Department of Water and Power Board Member

Personal details
- Born: Cynthia McClain November 10, 1957 (age 68) Los Angeles, California, U.S.
- Education: University of California Los Angeles (BA) University of California Los Angeles (JD)

= Cynthia McClain-Hill =

American lawyer

Cynthia McClain-Hill (born Cynthia McClain; November 10, 1957) is an American lawyer, policy strategist, and co-founder of Strategic Counsel, PLC. McClain-Hill represents clients engaged in significant real estate development efforts or other land use related matters, provides counsel on a variety of public-private partnerships, and is recognized as one of California’s “Super Lawyers”.

McClain-Hill has served on multiple public and private sector boards and regulatory commissions including Los Angeles Department of Water and Power, Los Angeles Board of Police Commissioners, California Coastal Commission, the California Fair Political Practices Commission, Community Redevelopment Agency Commission, and the CalEPA Environmental Justice Advisory Working Group.

== Biography ==

McClain-Hill attended the University of California Los Angeles, graduating in 1978 with a Bachelor of Arts Political Science and completed her Juris Doctor from UCLA's School of Law three years later. She was the UCLA Student Body President and First Vice President of the Class of 1976-1977.

In 1995, McClain-Hill was working at CS First Boston when her entire Public Finance Department was laid off. Following the lay-off, McClain-Hill start her own practice, McClain-Hill & Associates, now known as Strategic Counsel, PLC. She calls this move in her life as her becoming an “accidental entrepreneur”.

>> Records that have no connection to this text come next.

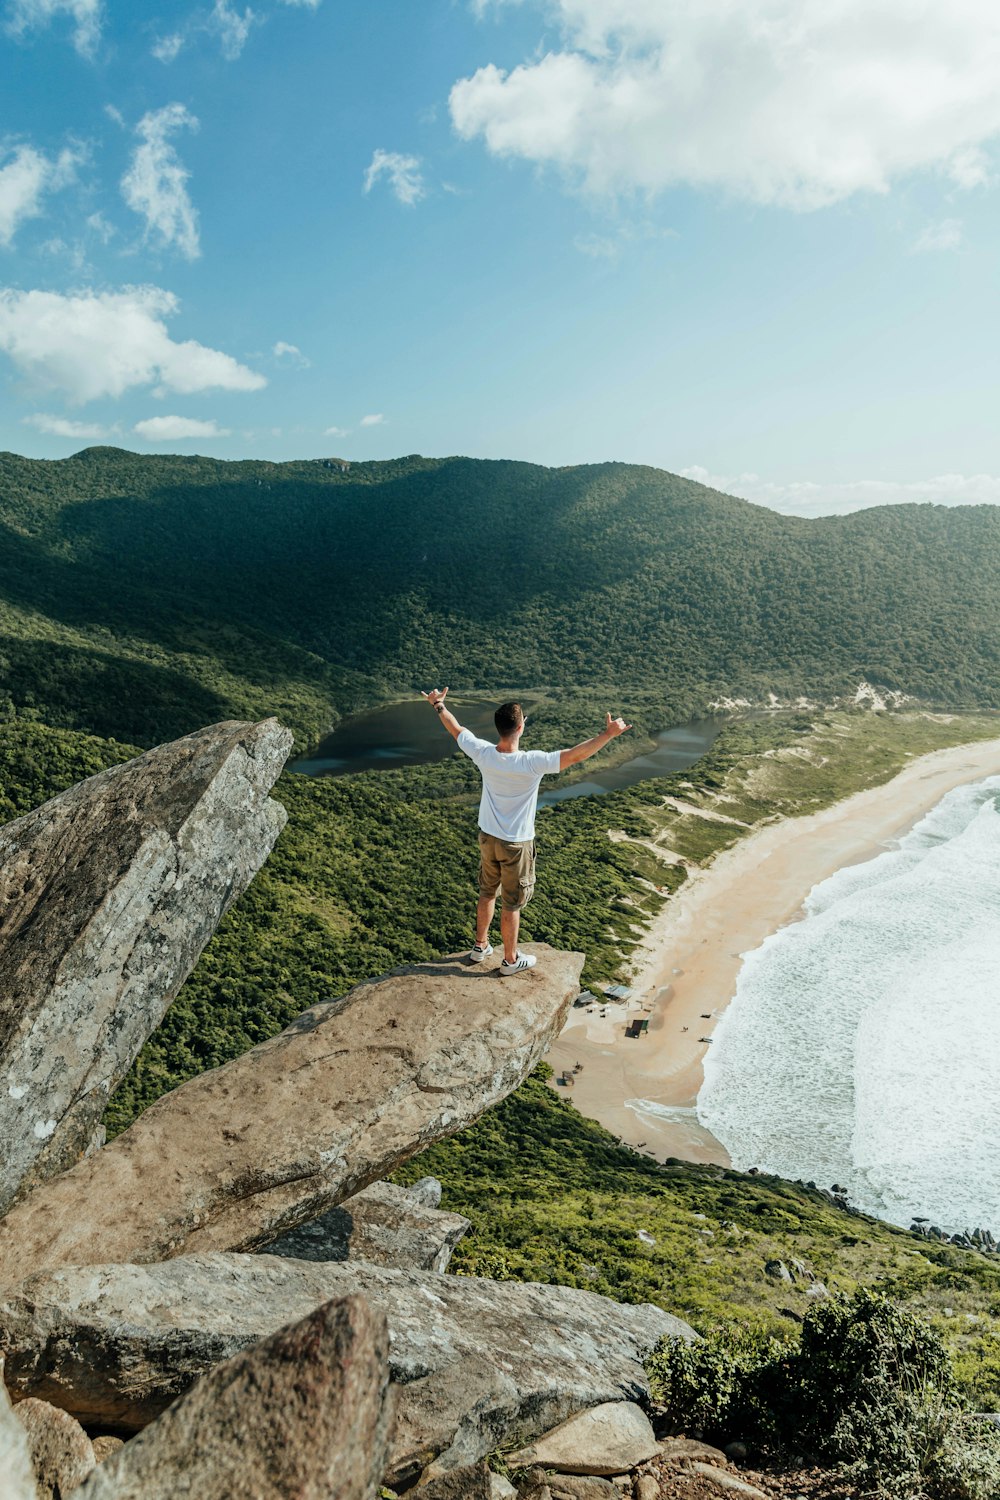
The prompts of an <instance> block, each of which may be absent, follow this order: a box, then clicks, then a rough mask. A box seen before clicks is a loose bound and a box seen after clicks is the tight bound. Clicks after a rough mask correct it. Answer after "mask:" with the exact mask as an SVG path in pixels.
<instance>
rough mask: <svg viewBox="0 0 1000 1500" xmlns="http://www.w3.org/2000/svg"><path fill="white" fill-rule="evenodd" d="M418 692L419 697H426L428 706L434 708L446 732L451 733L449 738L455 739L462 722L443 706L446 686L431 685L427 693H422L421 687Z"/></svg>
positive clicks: (444, 702) (451, 712) (446, 691)
mask: <svg viewBox="0 0 1000 1500" xmlns="http://www.w3.org/2000/svg"><path fill="white" fill-rule="evenodd" d="M420 691H421V697H426V699H427V702H429V703H430V706H432V708H433V709H435V712H436V715H438V718H439V720H441V723H442V724H444V727H445V729H447V730H448V733H450V735H451V738H453V739H457V738H459V735H460V733H462V724H460V723H459V720H457V718H456V717H454V714H453V712H451V709H448V708H445V702H444V700H445V697H447V696H448V688H447V687H432V688H430V691H429V693H424V691H423V688H421V690H420Z"/></svg>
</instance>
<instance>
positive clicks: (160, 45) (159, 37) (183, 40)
mask: <svg viewBox="0 0 1000 1500" xmlns="http://www.w3.org/2000/svg"><path fill="white" fill-rule="evenodd" d="M183 45H184V33H183V31H171V33H169V36H160V37H157V39H156V42H153V45H151V46H150V52H151V54H153V57H154V58H156V60H157V62H159V63H172V62H175V60H177V54H178V52H180V49H181V46H183Z"/></svg>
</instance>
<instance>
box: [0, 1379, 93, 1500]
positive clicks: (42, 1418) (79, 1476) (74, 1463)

“I always tell people that I was an accidental entrepreneur. I didn't set out to be in business. I set out to do a particular thing and to have a particular career.”
McClain-Hill was appointed to the City of Los Angeles Community Redevelopment Agency Commission in 1993. She has worked in the Small and Local Business Advisory Commission, the Los Angeles Mayor's Economic Advisory Council, and appointed to the California Coastal Commission by former California Governor Gray Davis in March 1999. She was also one of five co-chairs for his transition team after his election to office.

On August 3, 2016, McClain-Hill was sworn in as a member of the Los Angeles Police Commission after being nominated by Mayor Eric Garcetti
McClain-Hill is one of two black commissioners, as well as its third female member.

In 2018, after concluding her time with the Los Angeles Police Commission, McClain-Hill was confirmed into the Board of Commissioners of the Los Angeles Department of Water and Power by the Los Angeles City Council on August 16, 2018. As appointed by Mayor Eric Garcetti, she will serve a four-year term and replaced former Board Vice-President William W. Funderburk, Jr.

=== Achievements and awards ===

In an annual survey of more than 65,000 of her peers, McClain-Hill was named one of Southern California’s “Super Lawyers”, from 2005 to 2007 and 2013-2015.

McClain-Hill was the 2008 - 2009 National President of the National Association of Women Business Owners (NAWBO). She was also the former president of the Los Angeles chapter of the National Association of Women Business Owners (NAWBO-LA) from 1999 to 2001. McClain-Hill is a recipient of the U.S. Small Business Administration's "Women in Business Advocate Award" from NAWBO, the first annual "Ruth Standish Baldwin Award" from the Greater Sacramento Urban League, and the "Thurgood Marshall Award" from Minorities in Business Magazine.

== Personal life ==
Cynthia McClain-Hill is married with two children.